FWIW I think we were discussing Eichmann in order to analyze what ‘evil’ is or isn’t, and did not make any direct comparisons between him and anyone.
...oh, now I see what Said’s “Hmm… that last line is rather reminiscent of something, no?” is probably making such a comparison (I couldn’t tell what he meant it when I read it initially). I can see why you’d respond negatively to that. While there’s a valid point to be made about how people who just try to gain status/power/career-capital without thinking about ethics can do horrendous things, I do not think that it is healthy for discourse to express that in the passive-aggressive way that Said did.
The comparisons invite themselves, frankly. “Careerism without moral evaluation of the consequences of one’s work” is a perfect encapsulation of the attitudes of many of the people who work in frontier AI labs, and I decline to pretend otherwise.
(And I must also say that I find the “Jewish people must not be compared to Nazis” stance to be rather absurd, especially in this sort of case.

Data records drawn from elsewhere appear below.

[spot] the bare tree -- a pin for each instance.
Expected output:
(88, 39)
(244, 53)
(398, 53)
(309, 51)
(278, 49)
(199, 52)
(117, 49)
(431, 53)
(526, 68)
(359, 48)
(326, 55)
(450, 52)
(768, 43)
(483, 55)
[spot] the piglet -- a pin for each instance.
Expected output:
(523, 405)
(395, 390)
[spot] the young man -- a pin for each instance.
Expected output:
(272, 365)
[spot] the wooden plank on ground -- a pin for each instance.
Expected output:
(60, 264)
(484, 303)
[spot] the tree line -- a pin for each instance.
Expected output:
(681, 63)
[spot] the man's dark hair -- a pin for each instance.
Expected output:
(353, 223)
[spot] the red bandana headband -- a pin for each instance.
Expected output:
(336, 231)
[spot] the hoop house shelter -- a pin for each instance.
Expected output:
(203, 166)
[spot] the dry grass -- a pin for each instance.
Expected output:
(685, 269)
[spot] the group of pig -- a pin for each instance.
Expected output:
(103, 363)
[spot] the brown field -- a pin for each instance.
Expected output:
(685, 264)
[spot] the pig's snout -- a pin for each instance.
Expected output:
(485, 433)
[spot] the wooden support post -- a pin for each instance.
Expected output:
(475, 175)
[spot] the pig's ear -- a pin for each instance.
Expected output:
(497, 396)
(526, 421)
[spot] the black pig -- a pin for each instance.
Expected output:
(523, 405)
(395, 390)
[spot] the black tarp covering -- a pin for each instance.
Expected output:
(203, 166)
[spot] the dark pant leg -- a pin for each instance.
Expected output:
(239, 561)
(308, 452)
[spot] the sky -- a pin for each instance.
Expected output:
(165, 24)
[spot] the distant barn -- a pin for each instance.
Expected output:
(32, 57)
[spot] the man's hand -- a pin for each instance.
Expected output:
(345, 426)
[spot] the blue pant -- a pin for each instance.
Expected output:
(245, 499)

I’m Jewish myself, and I think that refusing to learn, from that particular historical example, any lessons whatsoever that could possibly ever apply to our own behavior, is morally irresponsible in the extreme.)
EDIT: Although the primary motivation of my comment about Eichmann was indeed to correct the perception of the historians’ consensus, so if you prefer, I can remove the comparison to a separate comment; the rest of the comment stands without that part.
To be clear, I would approve more of a comment that made the comparison overtly[0], rather than one that made it in a subtle way that was harder to notice or that people missed (I did not realize what you were referring to until I tried to puzzle at why boaz had gotten so upset!). I think it is not healthy for people to only realize later that they were compared to Nazis. And I think it fair for them to consider that an underhanded way to cause them social punishment, to do it in a way that was hard to directly respond to. I believe it’s healthier for attacks[1] to be open and clear.
[0] To be clear, there may still be good reasons to not throw in such a jab at this point in the conversation, but my main point is that doing it with subtlety makes it worse, not better, because it also feels sneaky.
[1] “Attacks”, a word which here means “statements that declare someone has a deeply rotten character or whose behavior has violated an important norm, in a way that if widely believed will cause people to punish them”.
(I don’t mean to derail this thread with discussion of discussion norms. Perhaps if we build that “move discourse elsewhere button” that can later be applied back to this thread.)
Sorry to hear the conversation was on a difficult topic for you; I imagine that is true for many of the Jewish folks we have around these parts.
FWIW I think we were discussing Eichmann in order to analyze what ‘evil’ is or isn’t, and did not make any direct comparisons between him and anyone.
...oh, now I see what Said’s “Hmm… that last line is rather reminiscent of something, no?” is probably making such a comparison (I couldn’t tell what he meant it when I read it initially). I can see why you’d respond negatively to that. While there’s a valid point to be made about how people who just try to gain status/power/career-capital without thinking about ethics can do horrendous things, I do not think that it is healthy for discourse to express that in the passive-aggressive way that Said did.
The comparisons invite themselves, frankly. “Careerism without moral evaluation of the consequences of one’s work” is a perfect encapsulation of the attitudes of many of the people who work in frontier AI labs, and I decline to pretend otherwise.
(And I must also say that I find the “Jewish people must not be compared to Nazis” stance to be rather absurd, especially in this sort of case. I’m Jewish myself, and I think that refusing to learn, from that particular historical example, any lessons whatsoever that could possibly ever apply to our own behavior, is morally irresponsible in the extreme.)
EDIT: Although the primary motivation of my comment about Eichmann was indeed to correct the perception of the historians’ consensus, so if you prefer, I can remove the comparison to a separate comment; the rest of the comment stands without that part.
I agree with your middle paragraph.
To be clear, I would approve more of a comment that made the comparison overtly[0], rather than one that made it in a subtle way that was harder to notice or that people missed (I did not realize what you were referring to until I tried to puzzle at why boaz had gotten so upset!). I think it is not healthy for people to only realize later that they were compared to Nazis. And I think it fair for them to consider that an underhanded way to cause them social punishment, to do it in a way that was hard to directly respond to. I believe it’s healthier for attacks[1] to be open and clear.
[0] To be clear, there may still be good reasons to not throw in such a jab at this point in the conversation, but my main point is that doing it with subtlety makes it worse, not better, because it also feels sneaky.
[1] “Attacks”, a word which here means “statements that declare someone has a deeply rotten character or whose behavior has violated an important norm, in a way that if widely believed will cause people to punish them”.
(I don’t mean to derail this thread with discussion of discussion norms. Perhaps if we build that “move discourse elsewhere button” that can later be applied back to this thread.)
Thank you Ben. I don’t think name calling and comparisons are helpful to a constructive debate, which I am happy to have. Happy 4th!